Better than my first models by a long shot


----------



## Dusty's Corner (Aug 25, 2008)

Hello,
Thank you Wraith, in some ways it matters not about what was done in the past, but about the curve in getting better. And if you say your first models weren't good, then I can only admire you even more for your achievement in painting skills. 
To be honest, I was a bit of a lazy painter using lots of black as armour and thin basecoat. If you look closely, you'll notice that in particular I was not very good doing guns, or gems. A lot of gems I just did gold and it kinda just blobbed on. My drybrushing skills back then was quite heavy. Faces were done as simple as possible too. I guess I leaned towards washes more than any other kinda technique. 
Actually in someways, some of these models + some others helped land me a job a couple of years ago painting Dr who series 4 Pryovile Priestess/ Mummy Robot & Primeval Nick Cutter toys for a company.
Anyway, on with the show....
































I've got 4 Banshees really

























Could anyone tell me how many points this might be worth so far? I've still got more pics to add, like jetbikes, guardians, vipers etc. But if I could get an idea, that'll great!
All the best,
Dusty


----------



## Blackheart_101 (Dec 14, 2009)

You should check the Eldar codex. Btw, nice models.k:


----------



## Dusty's Corner (Aug 25, 2008)

Hi again,
I have here the rest of my army.

















Battered things!

























































These were done after my long gap in the hobby and helped me get back into it.

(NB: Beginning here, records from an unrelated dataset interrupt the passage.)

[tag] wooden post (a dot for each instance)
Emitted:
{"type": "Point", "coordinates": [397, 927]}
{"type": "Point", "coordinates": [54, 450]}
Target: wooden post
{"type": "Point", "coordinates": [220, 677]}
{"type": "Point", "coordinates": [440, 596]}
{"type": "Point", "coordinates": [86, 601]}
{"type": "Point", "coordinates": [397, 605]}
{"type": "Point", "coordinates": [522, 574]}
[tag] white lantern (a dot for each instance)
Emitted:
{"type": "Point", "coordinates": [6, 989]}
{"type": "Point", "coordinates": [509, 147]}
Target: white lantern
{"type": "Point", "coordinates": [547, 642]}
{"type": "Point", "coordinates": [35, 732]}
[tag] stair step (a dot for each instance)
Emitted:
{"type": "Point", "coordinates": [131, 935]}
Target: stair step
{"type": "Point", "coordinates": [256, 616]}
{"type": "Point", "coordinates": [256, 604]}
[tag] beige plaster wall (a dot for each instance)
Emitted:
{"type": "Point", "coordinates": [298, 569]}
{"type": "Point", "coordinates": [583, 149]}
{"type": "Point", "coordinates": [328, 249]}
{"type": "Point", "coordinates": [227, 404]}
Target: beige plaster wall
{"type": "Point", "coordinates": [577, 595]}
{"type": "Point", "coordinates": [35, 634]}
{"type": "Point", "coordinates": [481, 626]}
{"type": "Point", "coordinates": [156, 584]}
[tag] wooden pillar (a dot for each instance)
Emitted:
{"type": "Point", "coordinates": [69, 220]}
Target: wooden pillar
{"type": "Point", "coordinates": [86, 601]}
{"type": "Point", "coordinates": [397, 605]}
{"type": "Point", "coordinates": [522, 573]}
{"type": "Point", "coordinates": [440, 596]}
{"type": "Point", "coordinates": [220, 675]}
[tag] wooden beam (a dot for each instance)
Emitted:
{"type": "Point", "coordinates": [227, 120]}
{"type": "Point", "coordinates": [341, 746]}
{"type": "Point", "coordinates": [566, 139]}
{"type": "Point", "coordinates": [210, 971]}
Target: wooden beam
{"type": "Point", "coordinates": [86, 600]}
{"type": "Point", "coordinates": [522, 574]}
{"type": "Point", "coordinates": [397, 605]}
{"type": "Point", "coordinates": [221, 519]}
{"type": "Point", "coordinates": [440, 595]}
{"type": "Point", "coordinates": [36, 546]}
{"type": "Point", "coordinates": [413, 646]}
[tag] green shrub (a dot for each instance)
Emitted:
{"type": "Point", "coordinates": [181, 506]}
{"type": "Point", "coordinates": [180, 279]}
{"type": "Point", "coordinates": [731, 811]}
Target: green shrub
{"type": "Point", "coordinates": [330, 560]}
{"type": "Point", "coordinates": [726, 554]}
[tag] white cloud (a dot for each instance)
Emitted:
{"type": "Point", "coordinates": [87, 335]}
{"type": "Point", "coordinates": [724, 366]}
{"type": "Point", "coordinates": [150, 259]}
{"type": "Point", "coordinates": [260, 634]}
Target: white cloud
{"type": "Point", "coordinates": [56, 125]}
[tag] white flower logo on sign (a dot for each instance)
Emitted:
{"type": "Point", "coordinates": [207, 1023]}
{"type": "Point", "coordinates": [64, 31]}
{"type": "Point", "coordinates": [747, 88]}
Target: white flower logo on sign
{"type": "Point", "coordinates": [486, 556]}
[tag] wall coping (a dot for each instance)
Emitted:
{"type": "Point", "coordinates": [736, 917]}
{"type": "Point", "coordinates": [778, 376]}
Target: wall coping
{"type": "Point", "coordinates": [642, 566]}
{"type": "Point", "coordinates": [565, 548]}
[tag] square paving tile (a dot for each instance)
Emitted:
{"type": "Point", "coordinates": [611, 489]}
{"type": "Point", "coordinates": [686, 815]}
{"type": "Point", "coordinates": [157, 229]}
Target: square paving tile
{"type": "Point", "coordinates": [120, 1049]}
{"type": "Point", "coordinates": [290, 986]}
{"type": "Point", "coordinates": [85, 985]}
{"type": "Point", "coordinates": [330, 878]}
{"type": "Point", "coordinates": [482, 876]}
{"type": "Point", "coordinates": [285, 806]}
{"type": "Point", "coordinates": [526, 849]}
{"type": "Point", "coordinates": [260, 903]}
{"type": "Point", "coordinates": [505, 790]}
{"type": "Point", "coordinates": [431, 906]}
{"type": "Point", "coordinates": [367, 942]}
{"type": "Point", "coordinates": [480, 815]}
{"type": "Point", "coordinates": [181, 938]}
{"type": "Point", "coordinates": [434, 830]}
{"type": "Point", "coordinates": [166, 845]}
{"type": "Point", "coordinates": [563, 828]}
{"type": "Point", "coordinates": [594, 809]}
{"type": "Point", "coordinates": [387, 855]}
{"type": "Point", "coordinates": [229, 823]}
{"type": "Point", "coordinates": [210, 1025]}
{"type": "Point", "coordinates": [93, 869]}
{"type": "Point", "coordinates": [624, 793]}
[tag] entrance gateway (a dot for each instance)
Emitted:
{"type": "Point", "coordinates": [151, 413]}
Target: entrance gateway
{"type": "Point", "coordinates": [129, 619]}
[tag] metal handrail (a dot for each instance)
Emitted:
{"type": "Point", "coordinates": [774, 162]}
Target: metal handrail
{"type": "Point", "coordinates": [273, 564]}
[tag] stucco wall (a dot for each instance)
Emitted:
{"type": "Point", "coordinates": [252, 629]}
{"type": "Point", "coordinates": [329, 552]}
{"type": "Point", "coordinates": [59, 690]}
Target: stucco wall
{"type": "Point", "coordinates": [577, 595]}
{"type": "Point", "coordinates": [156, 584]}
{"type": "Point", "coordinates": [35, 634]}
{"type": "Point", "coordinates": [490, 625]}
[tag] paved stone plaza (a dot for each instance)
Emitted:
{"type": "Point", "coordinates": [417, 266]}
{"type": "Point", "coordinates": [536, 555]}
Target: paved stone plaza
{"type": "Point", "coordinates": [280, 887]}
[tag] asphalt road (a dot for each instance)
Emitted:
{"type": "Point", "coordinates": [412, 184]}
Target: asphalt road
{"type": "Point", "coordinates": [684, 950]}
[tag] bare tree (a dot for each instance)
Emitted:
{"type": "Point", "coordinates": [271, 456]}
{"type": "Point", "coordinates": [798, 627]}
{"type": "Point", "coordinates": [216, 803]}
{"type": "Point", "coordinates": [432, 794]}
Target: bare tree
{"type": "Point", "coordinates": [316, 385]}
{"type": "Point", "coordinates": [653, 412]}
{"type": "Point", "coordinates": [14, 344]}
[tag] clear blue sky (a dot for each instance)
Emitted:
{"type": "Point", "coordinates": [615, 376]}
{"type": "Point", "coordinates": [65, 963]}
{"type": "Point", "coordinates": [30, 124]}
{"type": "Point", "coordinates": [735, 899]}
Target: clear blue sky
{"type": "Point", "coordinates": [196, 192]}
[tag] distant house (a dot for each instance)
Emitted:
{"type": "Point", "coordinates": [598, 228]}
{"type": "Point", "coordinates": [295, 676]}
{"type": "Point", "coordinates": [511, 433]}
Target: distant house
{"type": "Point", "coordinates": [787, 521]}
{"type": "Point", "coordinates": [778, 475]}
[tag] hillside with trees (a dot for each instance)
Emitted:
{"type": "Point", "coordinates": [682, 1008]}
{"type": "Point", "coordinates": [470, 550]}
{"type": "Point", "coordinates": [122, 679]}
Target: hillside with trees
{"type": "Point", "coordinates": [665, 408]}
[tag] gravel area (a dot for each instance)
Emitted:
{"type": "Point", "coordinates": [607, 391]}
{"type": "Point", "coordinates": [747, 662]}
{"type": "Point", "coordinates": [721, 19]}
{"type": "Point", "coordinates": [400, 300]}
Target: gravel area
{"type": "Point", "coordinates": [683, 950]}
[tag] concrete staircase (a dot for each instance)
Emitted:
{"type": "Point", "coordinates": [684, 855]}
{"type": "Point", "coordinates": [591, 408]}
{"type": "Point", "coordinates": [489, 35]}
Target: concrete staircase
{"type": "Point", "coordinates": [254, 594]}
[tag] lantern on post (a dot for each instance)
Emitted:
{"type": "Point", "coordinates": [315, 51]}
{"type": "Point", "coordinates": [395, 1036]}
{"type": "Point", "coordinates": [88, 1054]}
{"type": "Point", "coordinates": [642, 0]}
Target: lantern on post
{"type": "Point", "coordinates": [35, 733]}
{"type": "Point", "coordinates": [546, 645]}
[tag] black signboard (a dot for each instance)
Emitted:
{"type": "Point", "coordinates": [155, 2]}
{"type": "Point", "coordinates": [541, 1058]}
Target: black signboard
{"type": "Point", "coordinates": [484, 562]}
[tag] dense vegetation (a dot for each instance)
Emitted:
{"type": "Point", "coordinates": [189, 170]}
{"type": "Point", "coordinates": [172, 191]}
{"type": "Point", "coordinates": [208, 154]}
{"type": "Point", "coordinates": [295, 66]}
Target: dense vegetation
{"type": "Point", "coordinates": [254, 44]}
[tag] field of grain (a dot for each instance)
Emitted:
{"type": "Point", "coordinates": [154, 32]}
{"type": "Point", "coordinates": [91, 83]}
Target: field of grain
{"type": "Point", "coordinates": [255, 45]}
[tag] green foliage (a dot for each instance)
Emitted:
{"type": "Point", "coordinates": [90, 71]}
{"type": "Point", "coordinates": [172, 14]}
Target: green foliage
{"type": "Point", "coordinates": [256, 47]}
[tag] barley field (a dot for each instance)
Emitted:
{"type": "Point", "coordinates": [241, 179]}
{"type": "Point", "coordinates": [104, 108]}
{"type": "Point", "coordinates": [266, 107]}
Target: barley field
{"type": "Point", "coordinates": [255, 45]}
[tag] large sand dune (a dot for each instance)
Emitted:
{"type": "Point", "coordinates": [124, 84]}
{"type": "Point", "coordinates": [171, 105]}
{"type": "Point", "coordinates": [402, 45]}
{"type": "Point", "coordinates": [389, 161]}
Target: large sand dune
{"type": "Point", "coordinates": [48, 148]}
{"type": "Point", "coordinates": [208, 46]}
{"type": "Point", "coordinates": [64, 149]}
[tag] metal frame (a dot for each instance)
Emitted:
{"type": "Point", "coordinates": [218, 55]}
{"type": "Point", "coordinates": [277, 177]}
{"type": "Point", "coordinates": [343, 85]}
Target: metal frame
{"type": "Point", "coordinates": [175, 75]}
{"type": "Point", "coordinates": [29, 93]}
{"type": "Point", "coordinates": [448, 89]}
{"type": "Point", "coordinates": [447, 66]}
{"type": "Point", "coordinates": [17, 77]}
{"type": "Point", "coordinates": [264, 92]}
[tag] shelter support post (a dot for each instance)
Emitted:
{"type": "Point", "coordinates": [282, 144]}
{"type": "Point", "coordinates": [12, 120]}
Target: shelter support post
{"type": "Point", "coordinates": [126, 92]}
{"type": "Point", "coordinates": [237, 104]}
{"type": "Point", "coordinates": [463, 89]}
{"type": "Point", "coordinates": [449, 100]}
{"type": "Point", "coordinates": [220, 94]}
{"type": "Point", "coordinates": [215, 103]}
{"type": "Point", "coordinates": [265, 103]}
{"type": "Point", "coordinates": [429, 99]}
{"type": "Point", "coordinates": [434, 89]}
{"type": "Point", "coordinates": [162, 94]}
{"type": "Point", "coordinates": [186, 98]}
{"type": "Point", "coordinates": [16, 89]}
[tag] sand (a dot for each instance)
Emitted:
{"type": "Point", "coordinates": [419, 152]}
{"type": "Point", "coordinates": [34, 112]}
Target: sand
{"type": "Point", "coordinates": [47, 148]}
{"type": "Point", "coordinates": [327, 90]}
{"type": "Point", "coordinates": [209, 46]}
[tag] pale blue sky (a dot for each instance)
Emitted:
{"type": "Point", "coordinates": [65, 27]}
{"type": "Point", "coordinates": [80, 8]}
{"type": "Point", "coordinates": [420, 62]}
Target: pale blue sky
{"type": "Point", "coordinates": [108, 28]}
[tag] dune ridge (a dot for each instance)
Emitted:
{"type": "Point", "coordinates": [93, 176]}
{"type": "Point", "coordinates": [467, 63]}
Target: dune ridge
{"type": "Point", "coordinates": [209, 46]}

Phew. I've some other models but alas already depainted; war walker, dreadnought, weapons platform. But other than that, that's my Eldar army back then. I did have most the Harlequins but no idea where they've gone. Anyway, now they're being rebased, having mould lines removed (there's so much!), little putty just to sort out details, and perhaps slight modding.


----------



## Dusty's Corner (Aug 25, 2008)

Hello,
It's been a while, a lot of paint striper and filing mould lines. Noticed quite a few detail correcting to do, trying to resist heavy converting but tempting.
Anyway I wanted to show these 'cause I weren't too sure on the idea.
First are 5 simple rock bases I'm thinking of using for the Fire Dragons:

















These below are the main one's in question. I want to mount the Swooping Hawks/Reapers on something highish, but although might look cooler, would probabky be a disadvantage in gameplay. Hand to hand combat would be difficult and I doubt you'd be able to hide them behind a bush for cover. But they are able to kinda interlock together. Yay/Nay?:

















Any suggestions (on other types of bases as well) would be mucho appreciated 
All the best,
Dusty


----------



## Munky (Oct 2, 2008)

Its nice to see some old stuff out of the cupboard hats off to you sir!
As for the interlocking bases would some kind of statue / mosaic base work where the models are standing on pieces that fit together to make a whole?


----------



## aegius (Mar 24, 2009)

Dusty's Corner said:


> These below are the main one's in question. I want to mount the Swooping Hawks/Reapers on something highish, but although might look cooler, would probabky be a disadvantage in gameplay. Hand to hand combat would be difficult and I doubt you'd be able to hide them behind a bush for cover. But they are able to kinda interlock together. Yay/Nay?:


OH MY GAWD!!!!!!!

*YES YES YES*

you just have to use these bases!


----------